An American subsidiary of the Chinese electronics and appliances giant Haier Group was assessed a $587,500 penalty for failing to promptly disclose that it knew wires were breaking in its fans, posing a risk of fire, thus delaying its recall.
Haier America Trading Llc. agreed to pay the fine to settle allegations that they collected information about 14 incidents -- including an injury -- between May 2004 and October 2004, but didn't report to the U.S. Consumer Product Safety Commission until December of that year. And that, the CPSC said, only happened after commission staff approached the company.
Companies are required to immediately inform the CPSC when they learn one of their products poses a risk of serious injury or death. The product was recalled in November 2005.
"Prompt reporting in this case could have prevented fires and injuries," new CPSC Chairman Inez Tenenbaum said in a statement. "Companies have a responsibility to immediately let us know of potential hazards, and we will hold them to their duty."

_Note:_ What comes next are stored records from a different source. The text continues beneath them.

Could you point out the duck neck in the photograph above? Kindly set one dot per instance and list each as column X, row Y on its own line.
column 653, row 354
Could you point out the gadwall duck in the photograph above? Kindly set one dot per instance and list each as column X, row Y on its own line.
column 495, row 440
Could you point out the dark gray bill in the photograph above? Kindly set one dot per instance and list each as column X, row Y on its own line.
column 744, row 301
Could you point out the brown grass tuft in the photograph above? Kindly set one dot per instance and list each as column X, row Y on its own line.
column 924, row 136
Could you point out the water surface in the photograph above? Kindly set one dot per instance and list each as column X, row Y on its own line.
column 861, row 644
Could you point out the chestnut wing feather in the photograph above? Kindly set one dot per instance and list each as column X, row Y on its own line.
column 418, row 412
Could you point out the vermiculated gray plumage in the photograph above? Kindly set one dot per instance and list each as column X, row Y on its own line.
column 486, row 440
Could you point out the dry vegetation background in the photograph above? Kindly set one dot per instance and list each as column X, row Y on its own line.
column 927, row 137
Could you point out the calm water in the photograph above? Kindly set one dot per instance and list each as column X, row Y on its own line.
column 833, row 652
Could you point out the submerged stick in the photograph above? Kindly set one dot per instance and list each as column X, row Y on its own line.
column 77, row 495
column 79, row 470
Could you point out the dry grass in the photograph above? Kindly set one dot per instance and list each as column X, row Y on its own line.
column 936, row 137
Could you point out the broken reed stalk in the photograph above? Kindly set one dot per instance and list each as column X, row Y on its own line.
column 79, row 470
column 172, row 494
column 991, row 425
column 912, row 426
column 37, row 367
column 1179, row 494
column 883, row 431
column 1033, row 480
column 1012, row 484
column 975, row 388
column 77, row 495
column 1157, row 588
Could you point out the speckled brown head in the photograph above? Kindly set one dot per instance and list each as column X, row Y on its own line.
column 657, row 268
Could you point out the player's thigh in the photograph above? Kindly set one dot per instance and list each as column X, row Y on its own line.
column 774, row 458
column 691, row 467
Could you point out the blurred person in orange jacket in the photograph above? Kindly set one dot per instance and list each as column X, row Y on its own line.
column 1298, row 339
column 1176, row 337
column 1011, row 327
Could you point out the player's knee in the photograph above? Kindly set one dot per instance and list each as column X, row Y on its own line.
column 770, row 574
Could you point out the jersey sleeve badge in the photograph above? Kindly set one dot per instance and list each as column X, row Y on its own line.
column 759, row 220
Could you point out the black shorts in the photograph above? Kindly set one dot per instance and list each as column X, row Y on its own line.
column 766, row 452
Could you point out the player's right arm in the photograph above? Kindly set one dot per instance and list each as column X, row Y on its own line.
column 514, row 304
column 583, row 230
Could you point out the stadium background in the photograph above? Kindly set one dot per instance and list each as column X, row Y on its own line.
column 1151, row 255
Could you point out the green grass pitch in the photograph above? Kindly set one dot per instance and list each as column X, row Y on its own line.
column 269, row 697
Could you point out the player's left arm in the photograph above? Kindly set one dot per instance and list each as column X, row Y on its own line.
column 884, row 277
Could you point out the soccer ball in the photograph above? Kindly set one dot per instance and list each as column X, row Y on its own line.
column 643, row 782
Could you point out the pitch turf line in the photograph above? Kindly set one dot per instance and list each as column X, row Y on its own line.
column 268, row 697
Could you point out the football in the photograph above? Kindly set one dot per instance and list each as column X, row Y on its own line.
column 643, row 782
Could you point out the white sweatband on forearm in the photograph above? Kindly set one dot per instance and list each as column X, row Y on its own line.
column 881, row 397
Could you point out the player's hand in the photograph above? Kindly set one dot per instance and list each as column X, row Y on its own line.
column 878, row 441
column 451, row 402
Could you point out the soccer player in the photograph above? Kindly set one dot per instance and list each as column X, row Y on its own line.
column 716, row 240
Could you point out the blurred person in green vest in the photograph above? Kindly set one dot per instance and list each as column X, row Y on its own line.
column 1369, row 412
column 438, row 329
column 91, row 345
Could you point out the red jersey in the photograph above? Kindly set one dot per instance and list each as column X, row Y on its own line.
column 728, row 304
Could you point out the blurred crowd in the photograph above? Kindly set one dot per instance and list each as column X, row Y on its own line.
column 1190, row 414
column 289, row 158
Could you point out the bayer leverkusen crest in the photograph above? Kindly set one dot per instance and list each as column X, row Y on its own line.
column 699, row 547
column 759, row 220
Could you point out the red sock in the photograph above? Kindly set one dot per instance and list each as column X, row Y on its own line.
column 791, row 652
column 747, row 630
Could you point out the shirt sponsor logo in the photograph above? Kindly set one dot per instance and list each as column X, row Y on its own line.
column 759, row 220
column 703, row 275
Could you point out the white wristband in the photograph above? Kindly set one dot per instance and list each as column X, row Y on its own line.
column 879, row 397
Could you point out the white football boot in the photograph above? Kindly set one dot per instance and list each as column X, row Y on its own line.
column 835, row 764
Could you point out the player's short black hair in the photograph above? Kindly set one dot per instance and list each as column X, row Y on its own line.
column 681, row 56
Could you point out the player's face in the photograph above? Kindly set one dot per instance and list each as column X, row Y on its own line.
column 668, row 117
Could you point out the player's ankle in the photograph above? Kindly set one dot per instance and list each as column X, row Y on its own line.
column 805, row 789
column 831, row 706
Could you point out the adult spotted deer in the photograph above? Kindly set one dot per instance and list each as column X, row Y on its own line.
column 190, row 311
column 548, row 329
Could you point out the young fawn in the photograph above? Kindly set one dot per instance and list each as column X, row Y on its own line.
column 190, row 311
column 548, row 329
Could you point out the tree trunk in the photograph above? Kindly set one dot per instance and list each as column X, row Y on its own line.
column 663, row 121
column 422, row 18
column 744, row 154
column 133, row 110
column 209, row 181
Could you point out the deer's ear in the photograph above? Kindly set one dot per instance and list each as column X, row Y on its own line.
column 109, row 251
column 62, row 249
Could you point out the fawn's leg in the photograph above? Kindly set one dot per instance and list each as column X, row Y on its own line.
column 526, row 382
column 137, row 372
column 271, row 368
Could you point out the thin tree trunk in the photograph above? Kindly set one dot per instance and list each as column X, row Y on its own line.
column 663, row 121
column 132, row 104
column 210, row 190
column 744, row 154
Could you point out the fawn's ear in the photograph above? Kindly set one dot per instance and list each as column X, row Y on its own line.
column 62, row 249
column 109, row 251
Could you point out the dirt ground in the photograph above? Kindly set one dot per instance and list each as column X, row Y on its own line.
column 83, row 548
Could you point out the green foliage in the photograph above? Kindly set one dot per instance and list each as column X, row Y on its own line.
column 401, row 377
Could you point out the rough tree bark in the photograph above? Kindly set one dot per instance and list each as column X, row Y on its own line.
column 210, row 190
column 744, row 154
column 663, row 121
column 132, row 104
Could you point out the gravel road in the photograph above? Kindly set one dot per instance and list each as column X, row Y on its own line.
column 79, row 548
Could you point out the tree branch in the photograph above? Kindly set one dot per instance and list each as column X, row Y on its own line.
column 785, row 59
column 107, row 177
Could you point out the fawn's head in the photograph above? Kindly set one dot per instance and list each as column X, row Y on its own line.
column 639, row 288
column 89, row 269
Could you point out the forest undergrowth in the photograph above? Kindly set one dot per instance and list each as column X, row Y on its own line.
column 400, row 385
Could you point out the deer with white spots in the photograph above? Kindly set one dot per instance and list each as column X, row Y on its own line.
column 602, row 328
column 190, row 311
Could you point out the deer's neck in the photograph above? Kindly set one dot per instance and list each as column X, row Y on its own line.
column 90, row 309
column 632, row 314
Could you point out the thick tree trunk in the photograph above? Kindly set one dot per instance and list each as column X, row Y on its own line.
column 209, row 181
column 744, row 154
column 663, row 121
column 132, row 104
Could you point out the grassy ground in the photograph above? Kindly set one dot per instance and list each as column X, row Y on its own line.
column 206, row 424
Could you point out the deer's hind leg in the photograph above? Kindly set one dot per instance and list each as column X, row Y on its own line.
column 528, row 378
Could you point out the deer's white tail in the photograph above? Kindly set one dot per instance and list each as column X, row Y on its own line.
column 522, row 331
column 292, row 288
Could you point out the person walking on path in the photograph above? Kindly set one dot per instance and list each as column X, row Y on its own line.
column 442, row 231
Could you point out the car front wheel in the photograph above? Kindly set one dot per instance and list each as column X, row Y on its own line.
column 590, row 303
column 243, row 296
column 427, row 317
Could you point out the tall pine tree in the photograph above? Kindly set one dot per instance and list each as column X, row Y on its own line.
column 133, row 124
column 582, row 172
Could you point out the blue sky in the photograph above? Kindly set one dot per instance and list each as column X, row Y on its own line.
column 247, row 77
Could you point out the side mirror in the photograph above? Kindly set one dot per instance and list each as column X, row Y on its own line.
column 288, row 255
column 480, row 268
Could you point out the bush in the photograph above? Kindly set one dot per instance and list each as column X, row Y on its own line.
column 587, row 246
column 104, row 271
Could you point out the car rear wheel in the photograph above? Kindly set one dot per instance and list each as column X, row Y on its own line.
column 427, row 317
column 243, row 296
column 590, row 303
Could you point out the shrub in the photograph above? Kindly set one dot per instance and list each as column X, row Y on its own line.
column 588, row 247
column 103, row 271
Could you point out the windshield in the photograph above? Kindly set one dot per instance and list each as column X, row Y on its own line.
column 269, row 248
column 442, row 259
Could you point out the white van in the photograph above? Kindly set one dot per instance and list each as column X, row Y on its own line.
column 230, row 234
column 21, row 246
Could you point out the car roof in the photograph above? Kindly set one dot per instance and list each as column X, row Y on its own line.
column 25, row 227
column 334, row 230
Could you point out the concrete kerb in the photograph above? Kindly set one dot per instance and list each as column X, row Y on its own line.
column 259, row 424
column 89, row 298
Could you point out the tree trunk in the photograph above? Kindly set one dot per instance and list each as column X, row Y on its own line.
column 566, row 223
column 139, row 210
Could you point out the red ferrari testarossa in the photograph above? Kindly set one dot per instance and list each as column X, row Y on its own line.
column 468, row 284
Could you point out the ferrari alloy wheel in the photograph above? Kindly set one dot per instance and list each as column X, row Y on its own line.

The stern language appears to signal a heightened interest in holding companies to federal consumer safety laws. The laws largely involve voluntary compliance, which some companies seem far more interested in following than others.
CPSC spokesman Scott Wolfson told WalletPop that the tone is indicative of Tenenbaum's intent to get companies to comply with federal safety laws.
"The faster a company reports to us the quicker we can take action to make sure other consumers aren't at risk," he said.